Listeners—or, rather, viewers—have led the charge. For the past couple of years the most popular platform for podcasts in America has been not Spotify or Apple, podcasting’s pioneers, but YouTube, a video giant owned by Google. Three in ten American listeners say they consume podcasts mainly in video form, according to Coleman Insights and Amplifi Media, a pair of research firms. YouTube says on-TV consumption of podcasts nearly doubled in the year to October.

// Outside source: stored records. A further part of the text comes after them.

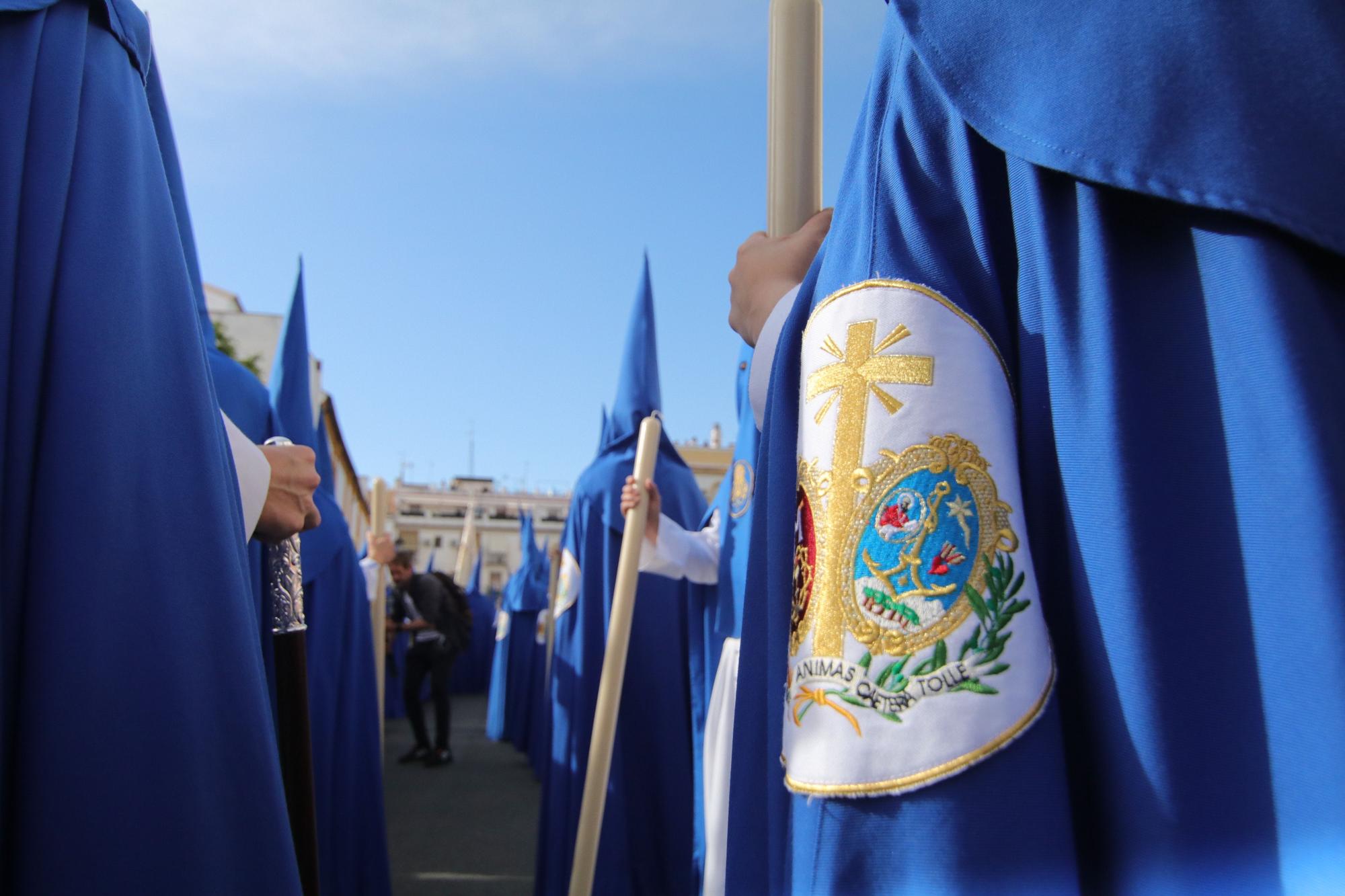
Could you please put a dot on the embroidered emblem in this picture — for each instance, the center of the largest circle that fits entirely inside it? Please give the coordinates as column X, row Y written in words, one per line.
column 744, row 485
column 805, row 567
column 567, row 583
column 910, row 580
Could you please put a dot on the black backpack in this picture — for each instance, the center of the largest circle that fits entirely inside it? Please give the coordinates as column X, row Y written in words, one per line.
column 455, row 622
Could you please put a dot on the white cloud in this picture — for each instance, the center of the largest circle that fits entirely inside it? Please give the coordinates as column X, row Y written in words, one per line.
column 247, row 45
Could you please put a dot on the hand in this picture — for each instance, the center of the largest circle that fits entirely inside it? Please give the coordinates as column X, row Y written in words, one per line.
column 767, row 268
column 631, row 499
column 290, row 506
column 381, row 548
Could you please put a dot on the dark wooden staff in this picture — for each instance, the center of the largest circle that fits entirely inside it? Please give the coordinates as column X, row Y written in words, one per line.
column 286, row 587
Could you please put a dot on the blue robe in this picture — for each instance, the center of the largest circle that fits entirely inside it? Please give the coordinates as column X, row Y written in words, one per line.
column 344, row 700
column 353, row 856
column 715, row 612
column 1172, row 330
column 138, row 751
column 473, row 670
column 648, row 825
column 240, row 393
column 510, row 706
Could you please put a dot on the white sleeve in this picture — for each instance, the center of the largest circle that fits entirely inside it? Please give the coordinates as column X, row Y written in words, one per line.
column 254, row 474
column 684, row 555
column 759, row 378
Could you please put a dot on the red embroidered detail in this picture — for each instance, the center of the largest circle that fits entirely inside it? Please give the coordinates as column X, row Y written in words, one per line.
column 946, row 557
column 895, row 516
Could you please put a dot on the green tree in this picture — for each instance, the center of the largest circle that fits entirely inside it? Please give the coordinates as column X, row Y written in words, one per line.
column 227, row 346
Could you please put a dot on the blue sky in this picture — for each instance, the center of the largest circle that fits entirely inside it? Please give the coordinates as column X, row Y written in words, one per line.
column 473, row 185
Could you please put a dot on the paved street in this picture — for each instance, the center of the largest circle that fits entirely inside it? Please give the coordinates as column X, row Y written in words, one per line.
column 463, row 829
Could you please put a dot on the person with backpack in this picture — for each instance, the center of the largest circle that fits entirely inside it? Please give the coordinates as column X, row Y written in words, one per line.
column 435, row 611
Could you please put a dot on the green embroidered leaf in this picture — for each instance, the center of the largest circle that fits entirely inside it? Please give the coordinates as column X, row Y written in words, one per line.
column 978, row 604
column 894, row 667
column 970, row 643
column 991, row 654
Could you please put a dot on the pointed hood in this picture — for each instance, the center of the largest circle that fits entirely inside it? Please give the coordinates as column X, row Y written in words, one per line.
column 638, row 388
column 527, row 588
column 291, row 393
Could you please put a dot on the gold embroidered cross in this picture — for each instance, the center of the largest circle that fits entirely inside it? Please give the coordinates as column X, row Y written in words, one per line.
column 859, row 373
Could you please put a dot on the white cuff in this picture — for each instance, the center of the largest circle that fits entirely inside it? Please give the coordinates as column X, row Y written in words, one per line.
column 759, row 378
column 371, row 567
column 254, row 474
column 684, row 555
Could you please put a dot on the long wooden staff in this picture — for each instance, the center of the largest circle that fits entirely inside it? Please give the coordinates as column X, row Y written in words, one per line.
column 286, row 587
column 794, row 116
column 614, row 667
column 379, row 606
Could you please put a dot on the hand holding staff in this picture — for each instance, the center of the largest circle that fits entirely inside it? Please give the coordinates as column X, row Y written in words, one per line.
column 286, row 588
column 614, row 669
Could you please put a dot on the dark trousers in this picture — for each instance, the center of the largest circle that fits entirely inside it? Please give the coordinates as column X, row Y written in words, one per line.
column 435, row 659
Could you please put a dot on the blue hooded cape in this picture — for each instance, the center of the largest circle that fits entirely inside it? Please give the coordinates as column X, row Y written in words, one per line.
column 137, row 744
column 473, row 670
column 342, row 697
column 509, row 710
column 715, row 612
column 240, row 393
column 648, row 825
column 1174, row 337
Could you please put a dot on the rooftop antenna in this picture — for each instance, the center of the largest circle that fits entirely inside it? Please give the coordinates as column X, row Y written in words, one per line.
column 471, row 448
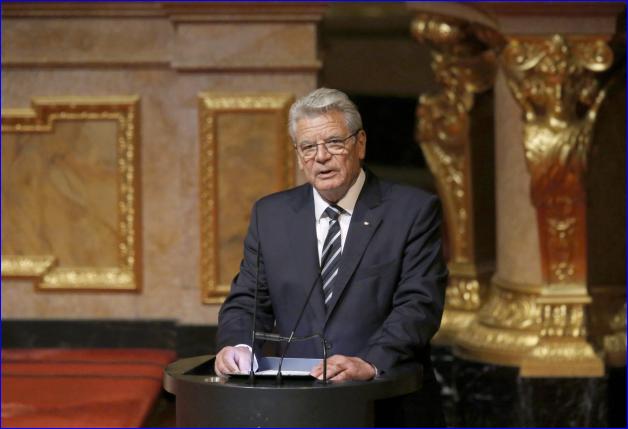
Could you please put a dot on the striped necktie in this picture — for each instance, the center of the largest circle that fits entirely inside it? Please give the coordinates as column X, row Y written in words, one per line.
column 332, row 251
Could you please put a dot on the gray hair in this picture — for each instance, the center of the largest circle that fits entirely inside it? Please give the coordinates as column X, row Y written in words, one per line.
column 319, row 102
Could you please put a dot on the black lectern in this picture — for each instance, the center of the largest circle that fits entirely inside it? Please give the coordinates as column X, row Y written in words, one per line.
column 205, row 400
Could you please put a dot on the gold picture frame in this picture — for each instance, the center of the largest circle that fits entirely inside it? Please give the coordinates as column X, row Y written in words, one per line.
column 48, row 271
column 240, row 113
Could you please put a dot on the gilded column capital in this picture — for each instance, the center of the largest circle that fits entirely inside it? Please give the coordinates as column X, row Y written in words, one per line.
column 464, row 62
column 554, row 81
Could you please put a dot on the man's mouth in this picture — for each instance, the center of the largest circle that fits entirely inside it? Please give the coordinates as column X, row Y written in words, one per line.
column 324, row 174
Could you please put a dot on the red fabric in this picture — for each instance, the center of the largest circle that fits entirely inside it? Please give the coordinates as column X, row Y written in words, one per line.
column 80, row 387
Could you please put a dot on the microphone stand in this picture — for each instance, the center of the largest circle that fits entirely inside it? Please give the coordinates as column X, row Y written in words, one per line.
column 279, row 338
column 252, row 370
column 294, row 328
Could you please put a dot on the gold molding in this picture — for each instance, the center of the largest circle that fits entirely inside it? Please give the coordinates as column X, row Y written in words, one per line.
column 464, row 63
column 210, row 106
column 41, row 118
column 27, row 265
column 553, row 80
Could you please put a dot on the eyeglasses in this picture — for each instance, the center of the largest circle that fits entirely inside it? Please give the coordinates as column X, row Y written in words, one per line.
column 335, row 146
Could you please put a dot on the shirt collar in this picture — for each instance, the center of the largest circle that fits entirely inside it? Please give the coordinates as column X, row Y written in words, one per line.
column 347, row 203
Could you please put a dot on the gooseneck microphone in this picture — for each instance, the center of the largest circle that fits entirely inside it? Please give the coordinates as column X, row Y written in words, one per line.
column 252, row 370
column 292, row 337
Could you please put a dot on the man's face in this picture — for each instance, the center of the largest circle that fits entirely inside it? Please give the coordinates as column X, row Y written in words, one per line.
column 331, row 175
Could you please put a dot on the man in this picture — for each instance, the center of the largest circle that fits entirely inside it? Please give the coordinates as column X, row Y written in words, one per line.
column 373, row 247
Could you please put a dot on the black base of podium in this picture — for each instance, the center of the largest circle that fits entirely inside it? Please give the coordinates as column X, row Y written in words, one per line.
column 204, row 399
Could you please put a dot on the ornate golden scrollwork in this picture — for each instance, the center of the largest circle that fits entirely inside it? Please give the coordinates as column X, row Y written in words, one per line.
column 464, row 63
column 211, row 106
column 41, row 118
column 553, row 80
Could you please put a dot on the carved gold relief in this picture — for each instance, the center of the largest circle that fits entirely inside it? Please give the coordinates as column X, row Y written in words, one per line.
column 464, row 63
column 111, row 268
column 506, row 327
column 615, row 343
column 553, row 79
column 245, row 154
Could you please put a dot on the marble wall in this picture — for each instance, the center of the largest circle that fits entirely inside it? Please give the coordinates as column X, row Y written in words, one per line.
column 165, row 55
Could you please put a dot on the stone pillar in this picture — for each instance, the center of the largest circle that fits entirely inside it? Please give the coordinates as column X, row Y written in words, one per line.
column 455, row 134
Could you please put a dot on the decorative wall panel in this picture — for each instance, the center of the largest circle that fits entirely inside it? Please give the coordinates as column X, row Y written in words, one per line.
column 245, row 154
column 70, row 193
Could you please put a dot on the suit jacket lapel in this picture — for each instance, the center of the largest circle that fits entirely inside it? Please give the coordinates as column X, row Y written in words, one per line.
column 301, row 227
column 364, row 223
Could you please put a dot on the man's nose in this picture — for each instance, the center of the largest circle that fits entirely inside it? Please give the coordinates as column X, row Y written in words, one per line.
column 322, row 154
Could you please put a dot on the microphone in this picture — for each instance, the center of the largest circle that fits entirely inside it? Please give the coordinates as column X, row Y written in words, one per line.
column 252, row 371
column 292, row 337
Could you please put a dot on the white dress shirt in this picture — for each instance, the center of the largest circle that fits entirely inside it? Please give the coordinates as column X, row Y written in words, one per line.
column 347, row 203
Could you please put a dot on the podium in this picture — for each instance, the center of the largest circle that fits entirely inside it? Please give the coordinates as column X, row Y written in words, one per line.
column 206, row 400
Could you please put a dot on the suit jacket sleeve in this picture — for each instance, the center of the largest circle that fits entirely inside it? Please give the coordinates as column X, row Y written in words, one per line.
column 419, row 297
column 236, row 314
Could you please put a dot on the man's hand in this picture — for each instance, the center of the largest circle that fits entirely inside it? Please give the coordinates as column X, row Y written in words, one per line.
column 344, row 368
column 232, row 359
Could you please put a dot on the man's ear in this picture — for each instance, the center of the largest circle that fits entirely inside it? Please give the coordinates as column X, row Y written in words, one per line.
column 361, row 144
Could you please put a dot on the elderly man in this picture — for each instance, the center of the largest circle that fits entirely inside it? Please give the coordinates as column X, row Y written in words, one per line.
column 373, row 247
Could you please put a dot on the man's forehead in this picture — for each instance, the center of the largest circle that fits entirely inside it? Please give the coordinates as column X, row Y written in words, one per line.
column 326, row 123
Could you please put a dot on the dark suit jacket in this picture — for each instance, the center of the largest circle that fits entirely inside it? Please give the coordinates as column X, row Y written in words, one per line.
column 388, row 294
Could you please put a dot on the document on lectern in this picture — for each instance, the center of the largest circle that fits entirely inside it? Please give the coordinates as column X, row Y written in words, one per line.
column 291, row 367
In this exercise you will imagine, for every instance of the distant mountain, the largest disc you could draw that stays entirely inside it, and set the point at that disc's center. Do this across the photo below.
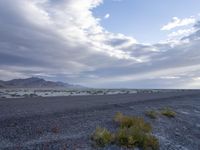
(36, 83)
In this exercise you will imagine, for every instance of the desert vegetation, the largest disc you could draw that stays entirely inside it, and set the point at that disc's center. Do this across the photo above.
(132, 132)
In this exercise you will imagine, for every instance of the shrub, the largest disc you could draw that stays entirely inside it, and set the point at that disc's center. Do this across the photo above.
(151, 114)
(168, 113)
(136, 122)
(102, 137)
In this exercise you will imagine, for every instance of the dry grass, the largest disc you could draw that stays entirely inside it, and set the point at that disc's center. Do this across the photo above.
(102, 137)
(132, 132)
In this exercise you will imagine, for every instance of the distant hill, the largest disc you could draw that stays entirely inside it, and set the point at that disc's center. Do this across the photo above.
(36, 83)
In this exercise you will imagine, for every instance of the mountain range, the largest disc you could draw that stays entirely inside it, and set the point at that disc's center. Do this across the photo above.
(35, 82)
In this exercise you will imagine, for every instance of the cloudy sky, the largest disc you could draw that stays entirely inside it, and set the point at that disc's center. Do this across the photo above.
(102, 43)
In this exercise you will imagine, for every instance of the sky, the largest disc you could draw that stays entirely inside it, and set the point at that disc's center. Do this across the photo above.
(102, 43)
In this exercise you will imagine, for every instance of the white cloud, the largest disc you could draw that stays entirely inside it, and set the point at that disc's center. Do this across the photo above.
(63, 40)
(176, 22)
(107, 16)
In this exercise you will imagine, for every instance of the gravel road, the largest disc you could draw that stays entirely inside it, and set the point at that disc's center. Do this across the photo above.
(59, 123)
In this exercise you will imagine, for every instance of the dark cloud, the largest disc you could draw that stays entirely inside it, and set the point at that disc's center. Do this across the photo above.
(56, 40)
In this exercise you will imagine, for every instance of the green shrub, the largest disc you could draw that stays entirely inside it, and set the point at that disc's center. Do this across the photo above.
(132, 132)
(102, 137)
(151, 114)
(132, 121)
(168, 113)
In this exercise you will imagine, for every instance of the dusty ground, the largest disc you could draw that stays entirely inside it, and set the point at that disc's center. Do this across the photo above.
(66, 122)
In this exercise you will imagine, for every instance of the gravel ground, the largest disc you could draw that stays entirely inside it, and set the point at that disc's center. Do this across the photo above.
(61, 123)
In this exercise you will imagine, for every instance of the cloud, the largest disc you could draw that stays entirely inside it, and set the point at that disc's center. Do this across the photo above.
(107, 16)
(62, 40)
(176, 22)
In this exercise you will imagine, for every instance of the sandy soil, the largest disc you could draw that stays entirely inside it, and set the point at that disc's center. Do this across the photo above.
(66, 122)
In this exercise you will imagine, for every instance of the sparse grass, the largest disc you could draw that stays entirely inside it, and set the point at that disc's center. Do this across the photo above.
(102, 137)
(168, 112)
(151, 114)
(131, 121)
(132, 132)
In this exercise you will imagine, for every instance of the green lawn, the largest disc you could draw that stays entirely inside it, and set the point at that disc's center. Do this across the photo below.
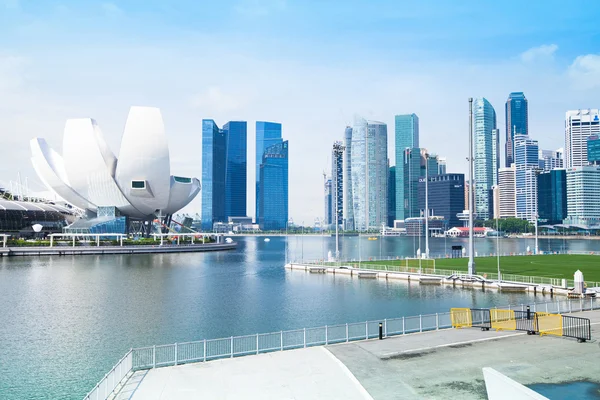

Podcasters are switching on their cameras to chase these audiences. Some 71% of American ones now film video alongside audio, according to Sounds Profitable, which tracks the industry. (The Economist has added video to some of its podcasts, too.) With even basic video a podcast can live on YouTube and be exposed to its nearly 3bn users. Highlights can be clipped and shared on social media. Reaching new audiences has long been tricky for podcasters, who relied on word of mouth. Now, listeners in America say that social media is their main way to find new shows, according to Coleman and Amplifi.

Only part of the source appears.